|Guide to Sète, France
|Seaside resort, artists' refuge, active port: Sète is perfect for a getaway from nearby Montpellier.
Washed by the salt water waves of the Mediterranean to the southeast and by the Étang de Thau to the northwest (map), the quasi-island village of Sète (population 45,000) is one of those places with a unique character.
Only 35 km (22 miles) southwest of Montpellier, Sète is known as a historic port, the eastern terminus of the Canal du Midi, a modern seaside resort, and a haven for artists and musicians including poet Paul Valéry, singer Georges Brassens, and guitarist Manitas de Plata.
The town's topographic situation is certainly unusual: perched on Mont Saint-Clair at the end of a peninsula with a 13-km (8-mile) long Lido beach extending all the way to the mainland at Marseillan and Agde.
Because of the canals running through the town joining the Étang de Thau with the Mediterranean, Sète is nicknamed "the Venice of Languedoc."
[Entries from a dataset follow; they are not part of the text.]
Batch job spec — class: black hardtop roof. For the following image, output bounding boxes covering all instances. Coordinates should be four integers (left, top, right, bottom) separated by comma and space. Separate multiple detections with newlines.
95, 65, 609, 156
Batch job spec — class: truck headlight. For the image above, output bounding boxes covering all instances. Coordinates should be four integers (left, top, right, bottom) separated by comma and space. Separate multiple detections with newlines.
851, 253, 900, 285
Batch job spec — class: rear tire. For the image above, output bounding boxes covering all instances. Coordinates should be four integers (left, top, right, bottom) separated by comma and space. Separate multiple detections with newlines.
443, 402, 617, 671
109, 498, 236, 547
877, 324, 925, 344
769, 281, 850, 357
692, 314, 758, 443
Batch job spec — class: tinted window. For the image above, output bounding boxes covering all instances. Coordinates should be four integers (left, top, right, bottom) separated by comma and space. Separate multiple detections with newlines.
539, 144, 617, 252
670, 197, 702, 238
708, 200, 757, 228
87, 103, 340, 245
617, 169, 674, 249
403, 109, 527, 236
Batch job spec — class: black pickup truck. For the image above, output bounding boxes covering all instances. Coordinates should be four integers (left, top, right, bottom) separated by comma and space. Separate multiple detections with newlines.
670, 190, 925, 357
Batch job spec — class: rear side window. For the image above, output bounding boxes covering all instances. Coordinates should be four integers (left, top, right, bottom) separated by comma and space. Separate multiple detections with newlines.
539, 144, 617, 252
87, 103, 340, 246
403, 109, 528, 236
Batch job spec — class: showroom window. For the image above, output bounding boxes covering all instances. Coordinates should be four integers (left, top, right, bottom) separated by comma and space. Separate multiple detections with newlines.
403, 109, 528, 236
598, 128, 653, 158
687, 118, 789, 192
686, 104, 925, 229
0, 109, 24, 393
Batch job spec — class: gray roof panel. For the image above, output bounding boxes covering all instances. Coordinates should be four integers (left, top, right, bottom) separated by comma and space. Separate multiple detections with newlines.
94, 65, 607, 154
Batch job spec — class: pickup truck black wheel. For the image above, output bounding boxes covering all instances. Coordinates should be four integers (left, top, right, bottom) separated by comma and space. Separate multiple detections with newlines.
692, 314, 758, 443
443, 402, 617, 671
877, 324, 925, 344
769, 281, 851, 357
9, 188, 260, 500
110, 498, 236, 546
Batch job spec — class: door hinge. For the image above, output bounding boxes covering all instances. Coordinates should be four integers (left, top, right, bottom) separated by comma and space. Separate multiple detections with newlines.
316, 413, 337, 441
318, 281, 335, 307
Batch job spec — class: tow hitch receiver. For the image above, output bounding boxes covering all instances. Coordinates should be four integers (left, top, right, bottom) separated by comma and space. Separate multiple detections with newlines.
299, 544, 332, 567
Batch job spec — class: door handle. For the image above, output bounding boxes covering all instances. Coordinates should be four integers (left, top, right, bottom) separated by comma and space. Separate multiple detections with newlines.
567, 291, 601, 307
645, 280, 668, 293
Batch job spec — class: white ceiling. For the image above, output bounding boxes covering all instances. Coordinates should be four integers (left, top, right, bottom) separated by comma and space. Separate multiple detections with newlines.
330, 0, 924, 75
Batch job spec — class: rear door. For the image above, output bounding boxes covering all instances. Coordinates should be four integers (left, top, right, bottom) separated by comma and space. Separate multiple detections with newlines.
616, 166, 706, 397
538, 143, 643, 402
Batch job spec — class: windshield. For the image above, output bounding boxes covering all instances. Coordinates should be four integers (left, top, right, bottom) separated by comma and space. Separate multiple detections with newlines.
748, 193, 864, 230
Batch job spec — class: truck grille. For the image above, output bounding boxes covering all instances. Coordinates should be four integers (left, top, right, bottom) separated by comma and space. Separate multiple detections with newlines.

Come to Sète for its seaside resort ambiance and its history of art.
What to See & Do
The beach! There's so much of it that you'll always find some space for sea, sand and sun.
The Musée Paul Valéry preserves manuscripts and sketches by the famous poet born here in 1871. He was buried in Sète's Cimetière Marin after his death in Paris in 1945.
The Espace Georges Brassens is a museum dedicated to the life and work of the singer-songwriter-poet born here in 1921.
Hérault-Transport - liO operates public-transport buses in the département of Hérault, including Montpellier and Sète.
Bus 602 (Montpellier - Frontignan - Sète) connects Montpellier's Gare Routière (Station Sabines) with Sète, with 11 daily buses on weekdays, three on Sundays and holidays. The trip takes about an hour.